Materials-processing scientists gather at ICALEO

Nov. 1, 2000
DEARBORN, MI—The home of the Big Three automakers (Detroit) was a fitting location for this year's International Congress on Applications of Lasers & Electro-Optics (ICALEO), Oct. 2 to 5, which profiled a large selection of automotive-related laser R&D efforts.

CONFERENCE REPORT

DEARBORN, MI—The home of the Big Three automakers (Detroit) was a fitting location for this year's International Congress on Applications of Lasers & Electro-Optics (ICALEO), Oct. 2 to 5, which profiled a large selection of automotive-related laser R&D efforts. It's no wonder. According to plenary speaker Lawrence Burns, vice president of R&D and planning at General Motors Corp. (Detroit), world wide, less than 20% of the general populace own an automobile. The potential remains for automakers to reap healthy profits for several years to come—as long as they can successfully tap global markets. One requirement, adds Burns, is the capability to efficiently produce higher volumes of low-cost, reliable vehicles with a maximum sticker price near the $8000 mark.

Overall, ICALEO attendance was tracking about 10% to 15% higher than last year's event, with preliminary estimates calling for 500 attendees. Not all were automotive engineers. In addition to automotive technical sessions, conference attendees had the option to attend sessions on laser material processing and microfabrication. The common thread among all sessions, however, was the use of lasers to provide efficient solutions to common manufacturing problems.

Consider the body-in-white (the major structural framework of an automobile).
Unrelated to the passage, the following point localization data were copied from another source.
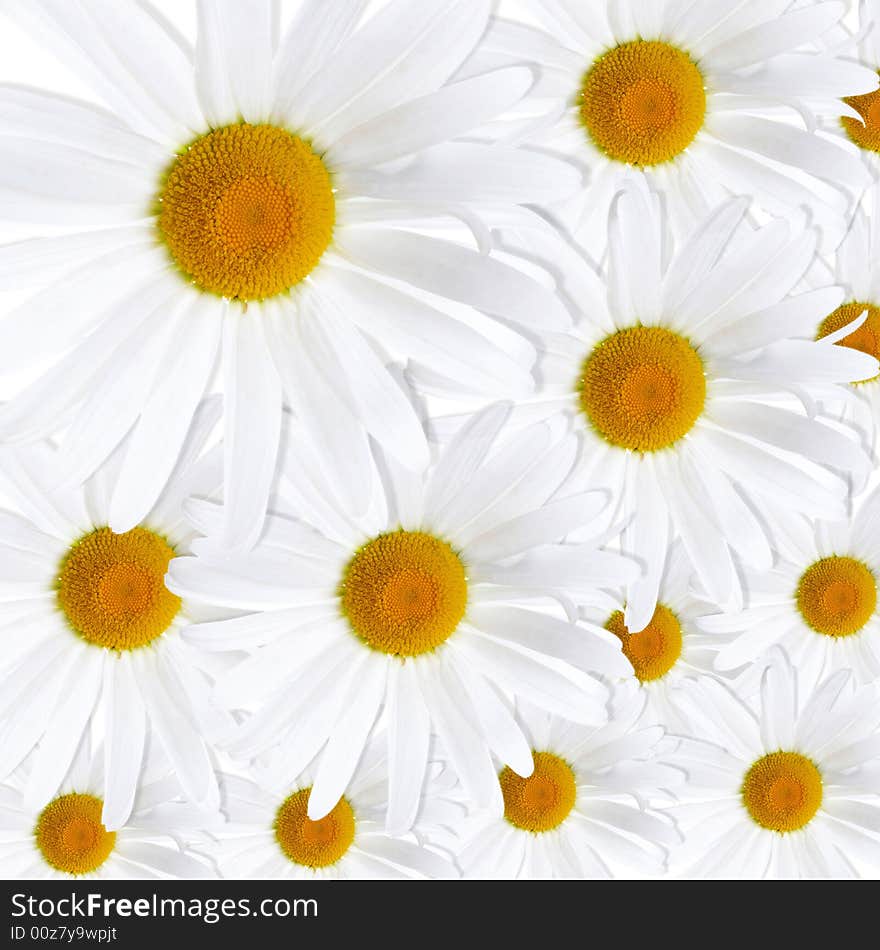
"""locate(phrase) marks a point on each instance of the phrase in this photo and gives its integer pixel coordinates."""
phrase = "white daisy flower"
(583, 812)
(409, 607)
(672, 650)
(250, 199)
(66, 837)
(682, 376)
(93, 634)
(788, 790)
(705, 97)
(270, 835)
(819, 601)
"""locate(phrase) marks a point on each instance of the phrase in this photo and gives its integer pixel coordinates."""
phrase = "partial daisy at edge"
(65, 837)
(259, 206)
(269, 834)
(705, 98)
(693, 379)
(406, 609)
(586, 810)
(783, 785)
(93, 635)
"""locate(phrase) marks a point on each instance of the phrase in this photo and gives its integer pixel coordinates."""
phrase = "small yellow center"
(247, 211)
(71, 836)
(866, 338)
(542, 801)
(643, 388)
(111, 588)
(656, 649)
(643, 102)
(313, 844)
(865, 135)
(404, 593)
(782, 791)
(837, 596)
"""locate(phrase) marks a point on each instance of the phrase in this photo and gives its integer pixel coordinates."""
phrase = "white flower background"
(475, 269)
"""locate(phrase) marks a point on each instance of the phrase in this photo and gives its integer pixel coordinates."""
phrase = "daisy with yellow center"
(780, 788)
(65, 837)
(271, 835)
(238, 210)
(579, 814)
(820, 601)
(695, 101)
(415, 607)
(99, 632)
(679, 377)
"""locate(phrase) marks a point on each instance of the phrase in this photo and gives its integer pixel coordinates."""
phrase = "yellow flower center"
(404, 593)
(643, 388)
(643, 102)
(837, 596)
(71, 836)
(866, 338)
(865, 135)
(112, 591)
(656, 649)
(782, 791)
(313, 844)
(247, 211)
(542, 801)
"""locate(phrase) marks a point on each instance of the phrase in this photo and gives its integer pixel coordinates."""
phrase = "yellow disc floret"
(247, 211)
(542, 801)
(866, 134)
(837, 596)
(643, 102)
(313, 844)
(866, 338)
(782, 791)
(111, 588)
(643, 388)
(71, 836)
(404, 593)
(656, 649)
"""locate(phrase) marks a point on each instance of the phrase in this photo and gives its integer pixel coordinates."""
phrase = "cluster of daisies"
(450, 447)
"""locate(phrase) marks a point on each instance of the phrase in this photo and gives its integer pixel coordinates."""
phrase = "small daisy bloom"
(408, 608)
(706, 98)
(65, 837)
(270, 834)
(688, 376)
(583, 811)
(819, 602)
(93, 633)
(226, 204)
(787, 789)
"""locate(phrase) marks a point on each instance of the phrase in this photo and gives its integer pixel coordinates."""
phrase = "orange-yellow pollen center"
(71, 836)
(247, 211)
(404, 593)
(643, 102)
(837, 596)
(542, 801)
(655, 650)
(313, 844)
(111, 588)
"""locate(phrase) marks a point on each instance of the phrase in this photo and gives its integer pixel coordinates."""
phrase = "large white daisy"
(65, 837)
(408, 608)
(270, 835)
(93, 634)
(683, 375)
(786, 790)
(819, 601)
(247, 201)
(705, 97)
(583, 812)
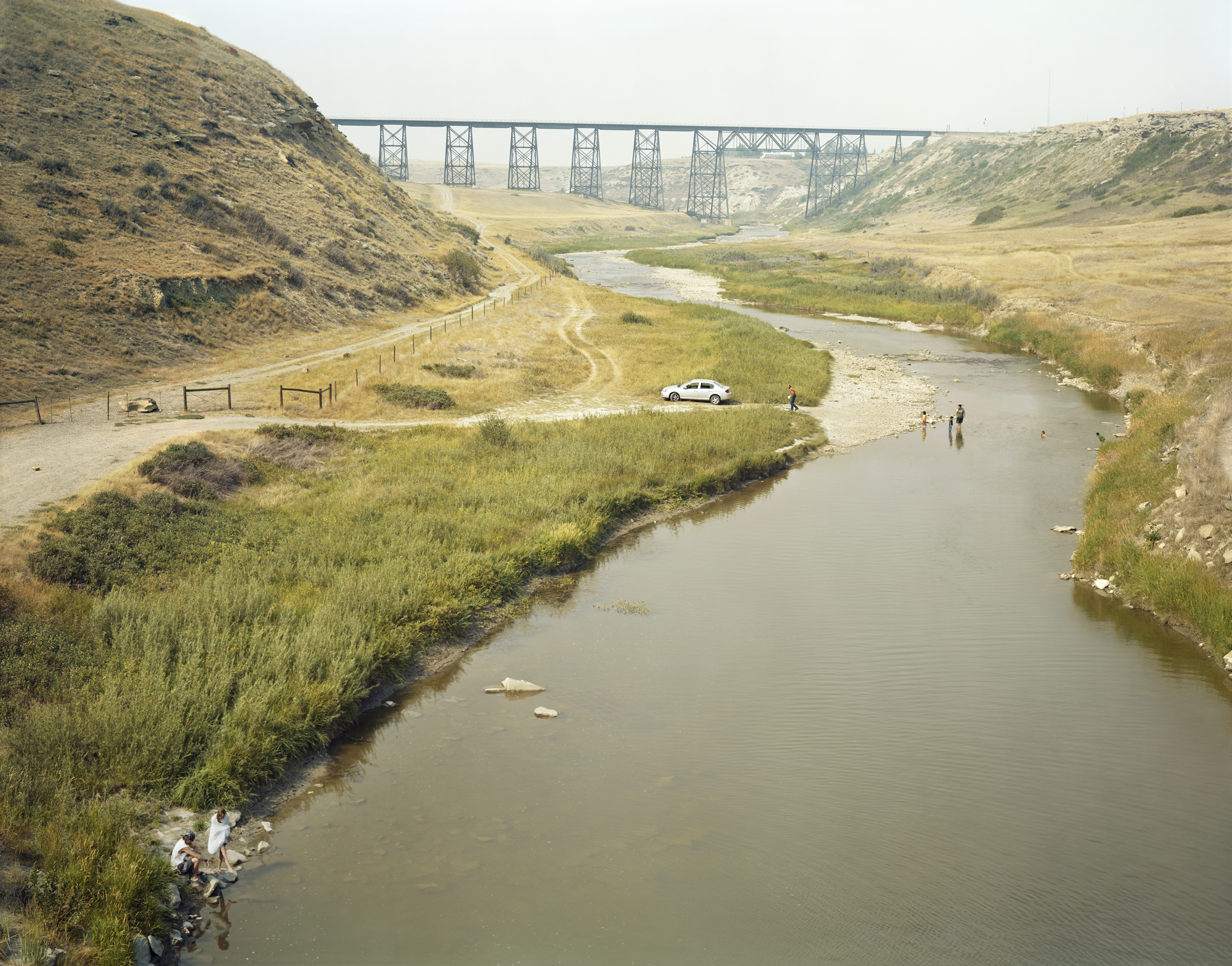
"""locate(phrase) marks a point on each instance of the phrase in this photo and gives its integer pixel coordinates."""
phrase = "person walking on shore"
(220, 834)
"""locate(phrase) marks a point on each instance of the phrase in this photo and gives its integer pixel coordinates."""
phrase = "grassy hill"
(164, 195)
(1097, 172)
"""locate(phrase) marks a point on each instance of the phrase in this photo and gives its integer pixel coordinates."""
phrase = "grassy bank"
(197, 681)
(898, 289)
(1124, 544)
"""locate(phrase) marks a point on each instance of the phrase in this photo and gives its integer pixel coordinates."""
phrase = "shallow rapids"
(863, 723)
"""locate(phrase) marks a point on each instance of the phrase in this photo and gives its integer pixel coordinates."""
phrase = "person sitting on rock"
(185, 859)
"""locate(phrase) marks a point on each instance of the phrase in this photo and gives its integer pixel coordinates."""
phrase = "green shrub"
(450, 370)
(495, 431)
(114, 539)
(194, 471)
(1154, 151)
(465, 269)
(416, 397)
(1198, 210)
(991, 215)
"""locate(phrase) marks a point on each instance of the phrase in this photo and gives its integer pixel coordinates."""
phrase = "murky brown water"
(864, 723)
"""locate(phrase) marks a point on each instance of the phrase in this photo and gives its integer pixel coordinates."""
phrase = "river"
(862, 723)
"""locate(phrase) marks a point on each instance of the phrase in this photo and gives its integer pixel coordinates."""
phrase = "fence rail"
(318, 394)
(24, 402)
(213, 389)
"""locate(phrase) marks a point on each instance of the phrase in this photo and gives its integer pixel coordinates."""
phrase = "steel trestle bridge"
(840, 158)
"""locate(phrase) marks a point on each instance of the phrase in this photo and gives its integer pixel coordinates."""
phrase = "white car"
(709, 390)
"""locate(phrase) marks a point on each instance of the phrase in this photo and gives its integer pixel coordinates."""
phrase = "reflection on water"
(863, 723)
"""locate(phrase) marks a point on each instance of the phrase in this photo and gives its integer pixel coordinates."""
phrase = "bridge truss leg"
(459, 157)
(646, 183)
(708, 179)
(524, 160)
(392, 156)
(838, 169)
(586, 174)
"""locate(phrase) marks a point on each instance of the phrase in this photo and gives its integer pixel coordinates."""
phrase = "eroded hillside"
(164, 195)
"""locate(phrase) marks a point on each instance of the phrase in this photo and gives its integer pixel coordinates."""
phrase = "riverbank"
(1181, 373)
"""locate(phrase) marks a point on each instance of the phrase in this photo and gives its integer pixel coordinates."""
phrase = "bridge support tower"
(392, 155)
(646, 182)
(586, 174)
(459, 157)
(708, 179)
(838, 169)
(524, 160)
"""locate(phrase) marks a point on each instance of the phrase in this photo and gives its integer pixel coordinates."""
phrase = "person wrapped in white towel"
(220, 835)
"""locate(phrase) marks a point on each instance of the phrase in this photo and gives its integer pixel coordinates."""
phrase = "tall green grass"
(1130, 474)
(206, 691)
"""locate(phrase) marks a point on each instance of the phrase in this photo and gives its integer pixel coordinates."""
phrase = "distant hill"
(164, 195)
(1157, 163)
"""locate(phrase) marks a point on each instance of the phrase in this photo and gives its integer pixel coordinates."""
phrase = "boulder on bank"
(513, 684)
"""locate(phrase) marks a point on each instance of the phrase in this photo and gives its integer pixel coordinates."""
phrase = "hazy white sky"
(971, 66)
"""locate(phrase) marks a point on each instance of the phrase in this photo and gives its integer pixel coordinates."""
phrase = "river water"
(863, 723)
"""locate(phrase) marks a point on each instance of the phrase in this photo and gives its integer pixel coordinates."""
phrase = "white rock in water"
(513, 684)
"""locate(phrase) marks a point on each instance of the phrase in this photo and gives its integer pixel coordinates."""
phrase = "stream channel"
(863, 723)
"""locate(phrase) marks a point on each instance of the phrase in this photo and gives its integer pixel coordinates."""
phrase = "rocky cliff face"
(164, 195)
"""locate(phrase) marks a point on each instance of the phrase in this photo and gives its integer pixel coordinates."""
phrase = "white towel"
(220, 834)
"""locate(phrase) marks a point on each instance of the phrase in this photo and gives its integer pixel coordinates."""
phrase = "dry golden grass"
(533, 217)
(145, 118)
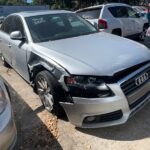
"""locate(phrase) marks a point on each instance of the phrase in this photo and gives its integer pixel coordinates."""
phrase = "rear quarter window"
(118, 12)
(90, 13)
Paul Denney and Jian Xie of the Edison Welding Institute (EWI; Columbus, OH) discussed a dual-laser-beam process for welding galvanized steel (material zinc coated for corrosion protection). Since the production volume of such parts is high, laser welding of coated sheets in the lap condition (one sheet overlaps the other slightly) has been a major research effort for the automotive industry for some time. The problem is that any zinc between the sheets of material can lead to pores or blowholes in the lap-weld area, conditions that could be eliminated if vapors boiled off during processing had an escape route.

The EWI scientists split the beam of a 6-kW CO2 laser into two beams of equal-power located in tandem (one in front of the other). This approach was found to alter the weld pool dynamics, which improved surface quality of galvanized steel. The process also successfully reduced porosity and blowholes during welding of aluminum.
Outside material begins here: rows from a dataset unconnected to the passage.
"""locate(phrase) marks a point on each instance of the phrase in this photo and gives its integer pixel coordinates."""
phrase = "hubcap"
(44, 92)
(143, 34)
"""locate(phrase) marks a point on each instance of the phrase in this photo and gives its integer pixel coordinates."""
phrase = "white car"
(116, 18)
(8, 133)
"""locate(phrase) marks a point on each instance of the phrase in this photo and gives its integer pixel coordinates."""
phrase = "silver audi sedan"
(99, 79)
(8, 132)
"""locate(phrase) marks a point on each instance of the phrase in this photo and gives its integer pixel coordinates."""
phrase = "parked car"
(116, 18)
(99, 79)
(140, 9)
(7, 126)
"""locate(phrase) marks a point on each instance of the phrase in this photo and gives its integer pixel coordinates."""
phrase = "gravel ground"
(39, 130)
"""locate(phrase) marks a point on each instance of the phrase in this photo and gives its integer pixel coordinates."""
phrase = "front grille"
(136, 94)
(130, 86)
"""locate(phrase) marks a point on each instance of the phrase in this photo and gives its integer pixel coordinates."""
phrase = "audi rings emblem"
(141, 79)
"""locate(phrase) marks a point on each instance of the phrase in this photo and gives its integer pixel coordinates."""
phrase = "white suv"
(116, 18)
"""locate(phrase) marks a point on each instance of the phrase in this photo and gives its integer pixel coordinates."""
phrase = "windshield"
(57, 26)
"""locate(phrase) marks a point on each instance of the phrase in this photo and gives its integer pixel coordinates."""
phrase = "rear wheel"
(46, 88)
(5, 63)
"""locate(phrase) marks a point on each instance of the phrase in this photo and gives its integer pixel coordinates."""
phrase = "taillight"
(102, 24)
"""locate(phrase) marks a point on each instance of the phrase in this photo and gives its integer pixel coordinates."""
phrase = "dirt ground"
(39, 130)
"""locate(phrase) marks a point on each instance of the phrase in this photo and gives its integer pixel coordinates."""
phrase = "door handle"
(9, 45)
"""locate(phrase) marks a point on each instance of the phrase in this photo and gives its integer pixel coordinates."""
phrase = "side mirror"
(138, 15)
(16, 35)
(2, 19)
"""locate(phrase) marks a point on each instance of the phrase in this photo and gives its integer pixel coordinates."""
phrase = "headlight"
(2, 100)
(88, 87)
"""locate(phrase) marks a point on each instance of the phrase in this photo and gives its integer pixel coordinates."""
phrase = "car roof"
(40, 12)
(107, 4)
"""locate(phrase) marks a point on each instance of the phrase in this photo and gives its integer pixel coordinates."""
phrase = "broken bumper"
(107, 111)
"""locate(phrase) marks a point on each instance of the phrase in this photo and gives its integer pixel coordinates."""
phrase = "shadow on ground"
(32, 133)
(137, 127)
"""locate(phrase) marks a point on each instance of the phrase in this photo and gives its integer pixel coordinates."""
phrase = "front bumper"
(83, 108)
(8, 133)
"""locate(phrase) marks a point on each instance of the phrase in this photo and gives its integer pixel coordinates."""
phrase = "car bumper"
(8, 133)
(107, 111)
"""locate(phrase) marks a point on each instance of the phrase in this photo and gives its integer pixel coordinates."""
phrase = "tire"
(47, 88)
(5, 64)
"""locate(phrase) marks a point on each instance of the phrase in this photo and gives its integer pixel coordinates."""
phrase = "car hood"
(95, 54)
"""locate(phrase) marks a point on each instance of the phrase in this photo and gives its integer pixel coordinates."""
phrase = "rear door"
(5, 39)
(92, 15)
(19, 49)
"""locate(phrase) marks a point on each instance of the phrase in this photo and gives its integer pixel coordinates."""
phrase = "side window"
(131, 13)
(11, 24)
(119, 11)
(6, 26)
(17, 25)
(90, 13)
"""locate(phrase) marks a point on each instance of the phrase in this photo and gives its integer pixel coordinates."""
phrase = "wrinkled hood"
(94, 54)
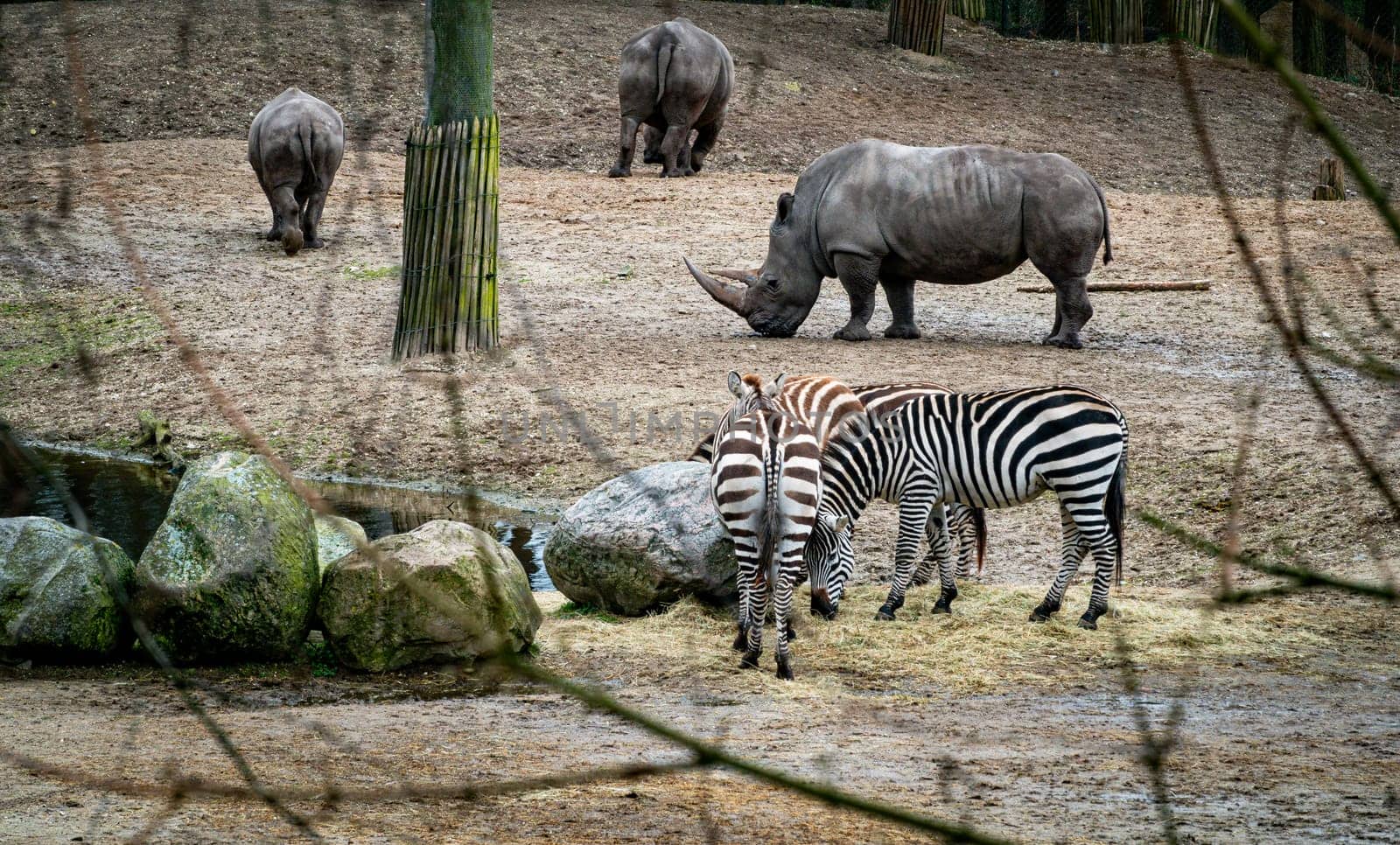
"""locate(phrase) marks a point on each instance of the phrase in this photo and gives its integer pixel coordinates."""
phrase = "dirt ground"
(1295, 737)
(808, 79)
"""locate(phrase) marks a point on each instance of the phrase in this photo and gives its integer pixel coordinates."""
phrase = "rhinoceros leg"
(674, 150)
(858, 276)
(651, 144)
(900, 294)
(1073, 311)
(704, 142)
(284, 203)
(312, 220)
(626, 149)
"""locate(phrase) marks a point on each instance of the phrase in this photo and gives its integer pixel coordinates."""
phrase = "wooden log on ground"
(1332, 184)
(1126, 287)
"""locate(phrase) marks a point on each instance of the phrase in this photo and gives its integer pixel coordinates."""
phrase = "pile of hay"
(984, 646)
In the microfabrication sessions, femtosecond laser ablation was a common research topic. Engineers at Clark-MXR Inc. (Dexter, MI), for example, compared the benefits of machining the refractory metal rhenium with both 180-fs and 8-ns pulses. A 0.004-in.-thick sample was machined with a micromachining workstation by a 775-nm laser and an f/50 focusing system. Laser energy was the same for both femtosecond and nanosecond pulses, and in each case, the lens was moved along the z-axis to obtain the minimum throughput time required during percussion drilling. Femtosecond pulsies produced a 400-µm trepanned hole with good cut quality in just 5 s. Nanosecond pulses could not punch through the material even after 2 min. of exposure. Only when the scientists doubled the laser pulse energy, were they able to drill the rhenium with nanosecond pulses (75 min).
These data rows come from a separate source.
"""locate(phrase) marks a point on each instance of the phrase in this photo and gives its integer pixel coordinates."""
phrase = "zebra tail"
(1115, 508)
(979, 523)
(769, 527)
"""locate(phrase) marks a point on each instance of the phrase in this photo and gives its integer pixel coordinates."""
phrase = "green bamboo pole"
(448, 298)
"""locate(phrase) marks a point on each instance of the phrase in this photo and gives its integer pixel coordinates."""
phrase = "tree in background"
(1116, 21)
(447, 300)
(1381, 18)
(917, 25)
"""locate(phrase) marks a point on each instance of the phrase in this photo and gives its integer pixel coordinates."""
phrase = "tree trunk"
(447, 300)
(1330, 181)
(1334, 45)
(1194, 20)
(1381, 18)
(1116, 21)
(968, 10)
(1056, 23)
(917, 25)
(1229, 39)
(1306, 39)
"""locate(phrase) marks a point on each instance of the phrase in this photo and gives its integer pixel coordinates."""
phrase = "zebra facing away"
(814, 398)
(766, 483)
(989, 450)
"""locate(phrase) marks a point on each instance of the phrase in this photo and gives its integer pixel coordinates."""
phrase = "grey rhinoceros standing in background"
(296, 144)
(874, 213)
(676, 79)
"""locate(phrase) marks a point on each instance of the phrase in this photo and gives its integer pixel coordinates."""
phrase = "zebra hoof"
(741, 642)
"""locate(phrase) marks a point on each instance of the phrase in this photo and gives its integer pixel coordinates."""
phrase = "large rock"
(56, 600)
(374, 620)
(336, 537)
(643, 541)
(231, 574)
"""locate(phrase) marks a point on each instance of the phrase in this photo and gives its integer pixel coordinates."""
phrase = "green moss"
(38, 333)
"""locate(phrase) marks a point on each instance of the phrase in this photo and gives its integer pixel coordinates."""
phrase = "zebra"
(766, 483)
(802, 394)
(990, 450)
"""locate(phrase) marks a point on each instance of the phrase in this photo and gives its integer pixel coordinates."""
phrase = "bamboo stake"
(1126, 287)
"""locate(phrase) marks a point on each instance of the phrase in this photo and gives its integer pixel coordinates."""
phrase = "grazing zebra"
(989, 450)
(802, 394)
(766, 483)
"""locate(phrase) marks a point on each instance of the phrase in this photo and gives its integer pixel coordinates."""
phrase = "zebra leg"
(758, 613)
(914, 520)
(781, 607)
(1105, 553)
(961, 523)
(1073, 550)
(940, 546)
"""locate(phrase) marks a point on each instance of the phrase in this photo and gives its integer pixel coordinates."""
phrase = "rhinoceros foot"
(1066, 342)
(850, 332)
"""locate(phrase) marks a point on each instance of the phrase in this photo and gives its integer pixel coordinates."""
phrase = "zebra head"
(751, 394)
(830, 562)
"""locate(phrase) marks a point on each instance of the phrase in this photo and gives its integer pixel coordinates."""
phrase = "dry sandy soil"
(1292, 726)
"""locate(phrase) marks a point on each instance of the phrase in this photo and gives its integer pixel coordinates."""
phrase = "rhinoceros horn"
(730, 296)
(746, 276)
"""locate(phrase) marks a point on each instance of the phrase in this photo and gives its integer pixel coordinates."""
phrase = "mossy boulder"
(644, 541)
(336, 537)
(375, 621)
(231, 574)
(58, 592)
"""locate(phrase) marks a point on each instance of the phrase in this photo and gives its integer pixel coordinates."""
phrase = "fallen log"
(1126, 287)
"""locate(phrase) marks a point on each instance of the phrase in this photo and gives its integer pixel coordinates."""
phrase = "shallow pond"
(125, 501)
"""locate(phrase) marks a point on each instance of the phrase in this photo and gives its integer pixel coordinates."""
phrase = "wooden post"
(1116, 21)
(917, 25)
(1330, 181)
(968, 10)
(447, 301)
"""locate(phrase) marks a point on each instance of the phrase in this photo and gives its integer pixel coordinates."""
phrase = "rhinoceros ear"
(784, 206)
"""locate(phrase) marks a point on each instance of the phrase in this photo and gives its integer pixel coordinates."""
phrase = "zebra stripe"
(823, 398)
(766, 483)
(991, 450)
Lest one assume that femtosecond pulses always outperform nanosecond pulses during microfabrication, another conference presenter cautioned that the success depends on the processing conditions and the work material. He then presented test results that demonstrated better hole quality with nanosecond pulses—and that type of dissension is what continues to make ICALEO a successful forum for laser researchers and end users alike.